The press conference was covered by every major network, including CNN, which provided a live broadcast of the 9 minutes, 22 seconds that a gaunt Tools spent answering seven questions from the media. The next day, his picture was prominently displayed on the front page of the New York Times.
Jackson shrugs off any suggestion that information was withheld to help maintain media interest, but the hospital's public relations staff remained in full gear, distributing e-mail updates on the patient's condition and periodic press releases. Tool's appearance was the fourth full-blown press conference since the first announcement of the procedure.

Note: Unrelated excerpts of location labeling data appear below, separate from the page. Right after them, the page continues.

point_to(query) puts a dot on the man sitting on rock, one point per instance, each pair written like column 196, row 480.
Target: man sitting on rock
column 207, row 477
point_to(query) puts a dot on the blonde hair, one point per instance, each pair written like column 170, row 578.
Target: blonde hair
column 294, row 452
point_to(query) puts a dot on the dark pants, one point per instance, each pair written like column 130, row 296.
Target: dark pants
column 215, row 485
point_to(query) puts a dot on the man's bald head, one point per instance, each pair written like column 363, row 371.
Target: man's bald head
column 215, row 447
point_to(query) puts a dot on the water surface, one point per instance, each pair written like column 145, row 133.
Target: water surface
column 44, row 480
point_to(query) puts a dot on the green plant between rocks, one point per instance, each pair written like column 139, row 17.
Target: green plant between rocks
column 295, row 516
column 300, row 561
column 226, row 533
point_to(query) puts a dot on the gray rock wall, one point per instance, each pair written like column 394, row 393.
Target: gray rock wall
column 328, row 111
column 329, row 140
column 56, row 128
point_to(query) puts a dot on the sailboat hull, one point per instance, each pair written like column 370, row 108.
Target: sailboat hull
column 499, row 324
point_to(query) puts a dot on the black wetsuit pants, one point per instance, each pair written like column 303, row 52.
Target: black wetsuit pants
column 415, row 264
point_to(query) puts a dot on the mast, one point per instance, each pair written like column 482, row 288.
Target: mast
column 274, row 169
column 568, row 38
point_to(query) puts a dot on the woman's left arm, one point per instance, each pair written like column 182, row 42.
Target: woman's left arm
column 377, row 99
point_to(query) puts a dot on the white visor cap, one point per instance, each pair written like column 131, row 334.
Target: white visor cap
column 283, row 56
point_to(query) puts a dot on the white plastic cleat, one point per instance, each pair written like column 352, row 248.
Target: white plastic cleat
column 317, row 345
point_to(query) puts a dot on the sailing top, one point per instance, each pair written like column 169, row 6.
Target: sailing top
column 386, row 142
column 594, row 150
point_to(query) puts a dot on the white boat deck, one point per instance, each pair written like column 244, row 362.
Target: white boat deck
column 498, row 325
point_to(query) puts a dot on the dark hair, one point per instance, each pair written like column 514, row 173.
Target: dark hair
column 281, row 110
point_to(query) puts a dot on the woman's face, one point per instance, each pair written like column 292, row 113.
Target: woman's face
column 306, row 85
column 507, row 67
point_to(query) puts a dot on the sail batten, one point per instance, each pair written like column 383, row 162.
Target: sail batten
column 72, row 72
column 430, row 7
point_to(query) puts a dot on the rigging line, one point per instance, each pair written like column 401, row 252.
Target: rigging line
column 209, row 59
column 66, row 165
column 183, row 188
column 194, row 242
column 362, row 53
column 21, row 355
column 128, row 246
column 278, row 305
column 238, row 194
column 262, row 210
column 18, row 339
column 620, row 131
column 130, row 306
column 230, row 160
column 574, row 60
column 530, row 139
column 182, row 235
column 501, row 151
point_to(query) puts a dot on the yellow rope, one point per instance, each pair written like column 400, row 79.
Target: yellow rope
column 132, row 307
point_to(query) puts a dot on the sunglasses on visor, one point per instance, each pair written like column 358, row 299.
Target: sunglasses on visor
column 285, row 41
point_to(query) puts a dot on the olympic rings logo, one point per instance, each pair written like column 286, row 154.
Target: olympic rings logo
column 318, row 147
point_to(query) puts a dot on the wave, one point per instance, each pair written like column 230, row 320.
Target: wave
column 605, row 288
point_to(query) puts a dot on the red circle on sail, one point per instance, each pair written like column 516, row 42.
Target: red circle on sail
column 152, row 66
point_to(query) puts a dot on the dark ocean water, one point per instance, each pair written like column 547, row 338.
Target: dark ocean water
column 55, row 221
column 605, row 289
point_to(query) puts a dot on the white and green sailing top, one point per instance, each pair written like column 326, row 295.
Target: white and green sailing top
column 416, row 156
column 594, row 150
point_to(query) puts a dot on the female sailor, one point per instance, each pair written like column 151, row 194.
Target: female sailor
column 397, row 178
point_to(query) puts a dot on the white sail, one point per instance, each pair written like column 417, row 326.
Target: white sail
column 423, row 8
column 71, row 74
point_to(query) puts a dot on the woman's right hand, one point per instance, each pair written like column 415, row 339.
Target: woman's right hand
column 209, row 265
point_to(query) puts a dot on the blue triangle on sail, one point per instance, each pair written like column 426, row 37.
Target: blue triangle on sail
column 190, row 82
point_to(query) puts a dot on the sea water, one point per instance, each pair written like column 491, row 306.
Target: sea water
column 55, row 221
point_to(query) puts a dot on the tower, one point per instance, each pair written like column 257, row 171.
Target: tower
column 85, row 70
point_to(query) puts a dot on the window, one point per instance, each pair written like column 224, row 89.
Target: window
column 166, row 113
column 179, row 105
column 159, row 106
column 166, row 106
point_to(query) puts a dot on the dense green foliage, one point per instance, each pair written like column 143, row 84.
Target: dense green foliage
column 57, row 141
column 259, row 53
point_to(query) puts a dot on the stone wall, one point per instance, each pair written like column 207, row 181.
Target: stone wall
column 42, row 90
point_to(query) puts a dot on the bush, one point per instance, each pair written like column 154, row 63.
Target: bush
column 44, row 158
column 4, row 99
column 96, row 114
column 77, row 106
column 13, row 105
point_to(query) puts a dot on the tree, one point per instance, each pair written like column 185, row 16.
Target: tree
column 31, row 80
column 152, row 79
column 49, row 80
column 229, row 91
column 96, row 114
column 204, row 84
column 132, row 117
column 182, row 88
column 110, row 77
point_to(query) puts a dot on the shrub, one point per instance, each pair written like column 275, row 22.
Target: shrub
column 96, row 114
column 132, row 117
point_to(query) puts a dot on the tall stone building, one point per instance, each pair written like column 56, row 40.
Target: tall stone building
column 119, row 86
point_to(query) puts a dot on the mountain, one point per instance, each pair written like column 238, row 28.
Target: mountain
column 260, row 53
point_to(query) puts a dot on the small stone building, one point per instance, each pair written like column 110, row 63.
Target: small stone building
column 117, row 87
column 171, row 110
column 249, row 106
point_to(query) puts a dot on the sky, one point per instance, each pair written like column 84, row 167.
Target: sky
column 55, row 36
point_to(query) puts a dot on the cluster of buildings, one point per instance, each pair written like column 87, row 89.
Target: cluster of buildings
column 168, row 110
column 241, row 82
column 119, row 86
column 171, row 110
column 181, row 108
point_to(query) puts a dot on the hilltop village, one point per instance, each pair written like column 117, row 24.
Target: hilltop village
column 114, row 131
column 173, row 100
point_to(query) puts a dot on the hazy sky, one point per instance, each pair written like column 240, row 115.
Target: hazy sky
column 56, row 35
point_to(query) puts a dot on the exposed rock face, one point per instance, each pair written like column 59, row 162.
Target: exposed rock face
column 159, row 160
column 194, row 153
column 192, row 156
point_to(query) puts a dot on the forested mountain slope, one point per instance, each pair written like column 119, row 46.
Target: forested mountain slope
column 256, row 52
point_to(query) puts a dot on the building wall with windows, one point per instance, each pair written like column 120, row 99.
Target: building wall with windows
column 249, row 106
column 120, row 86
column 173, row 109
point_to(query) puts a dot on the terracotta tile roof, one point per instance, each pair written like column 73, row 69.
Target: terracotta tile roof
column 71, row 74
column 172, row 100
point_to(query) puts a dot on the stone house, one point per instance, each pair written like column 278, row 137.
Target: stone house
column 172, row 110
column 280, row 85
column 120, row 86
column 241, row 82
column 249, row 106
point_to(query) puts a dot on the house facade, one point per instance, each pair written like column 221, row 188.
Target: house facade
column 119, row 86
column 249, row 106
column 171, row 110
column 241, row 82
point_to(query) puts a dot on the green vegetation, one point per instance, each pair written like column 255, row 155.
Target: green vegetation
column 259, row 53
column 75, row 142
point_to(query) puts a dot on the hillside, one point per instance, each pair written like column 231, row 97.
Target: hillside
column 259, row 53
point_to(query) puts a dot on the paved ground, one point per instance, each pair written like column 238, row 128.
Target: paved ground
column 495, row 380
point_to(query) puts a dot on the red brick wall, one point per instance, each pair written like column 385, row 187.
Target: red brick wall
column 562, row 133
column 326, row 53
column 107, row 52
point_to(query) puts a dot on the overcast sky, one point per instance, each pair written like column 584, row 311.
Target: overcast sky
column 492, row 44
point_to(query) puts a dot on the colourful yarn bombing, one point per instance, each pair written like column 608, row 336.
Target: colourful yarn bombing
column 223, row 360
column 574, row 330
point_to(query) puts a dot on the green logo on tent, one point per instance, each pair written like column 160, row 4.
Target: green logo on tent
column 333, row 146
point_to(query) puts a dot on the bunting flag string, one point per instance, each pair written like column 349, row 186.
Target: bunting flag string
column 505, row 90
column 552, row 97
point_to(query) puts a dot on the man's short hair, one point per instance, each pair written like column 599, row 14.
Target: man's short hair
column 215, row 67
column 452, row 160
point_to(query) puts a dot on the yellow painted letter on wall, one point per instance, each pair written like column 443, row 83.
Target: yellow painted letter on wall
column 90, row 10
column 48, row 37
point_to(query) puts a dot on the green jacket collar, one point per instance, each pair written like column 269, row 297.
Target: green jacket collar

"We weren't trying to tease people," Jackson says. "We decided from the start we'd handle this as a clinical procedure, with the patient coming first. There was never any discussion about how we could get the most media out of it. We were trying to protect the patient."
Jackson heads a marketing machine that spends about $2 million per year. It includes a nine-person public-relations department, which works closely with the hospital's interrelated marketing and advertising machinery.
Despite the public relations effort, not every report on Jewish Hospital or the AbioCor implant has been glowing. Some critics wonder whether the hugely expensive operation--and the torrent of publicity that followed--will ever translate to anything more than a transitory and immeasurable public-relations benefit. The key question, some ask, is whether it will ever increase earnings and draw more patients.
"There is not going to be a mad rush to Jewish because of this procedure," says Shaw. "But the hospital will benefit. And society will benefit."
Jewish hasn't needed the extra push of positive publicity, posting operating profits of about $65 million in the past four years. Norton, which accounts for about 46% of all the admissions in Jefferson County, has lost about $123 million on patient-care operations--a statistic officials were forced to confirm after Wagner's dramatic revelation. Norton, which bought four Columbia/HCA Healthcare Corp. facilities in 1998, has an occupancy rate of about 65%. Jewish's occupancy rate is about 74%, and Baptist's is tops at 92%.
Brown, the spokeswoman at Baptist East, disputes whether high-tech, high-profile procedures such as the AbioCor implant will ever bring in more patients and bigger revenue. "They add to your reputation, but as far as a hospital seeing a change (in patient revenue), I don't think so."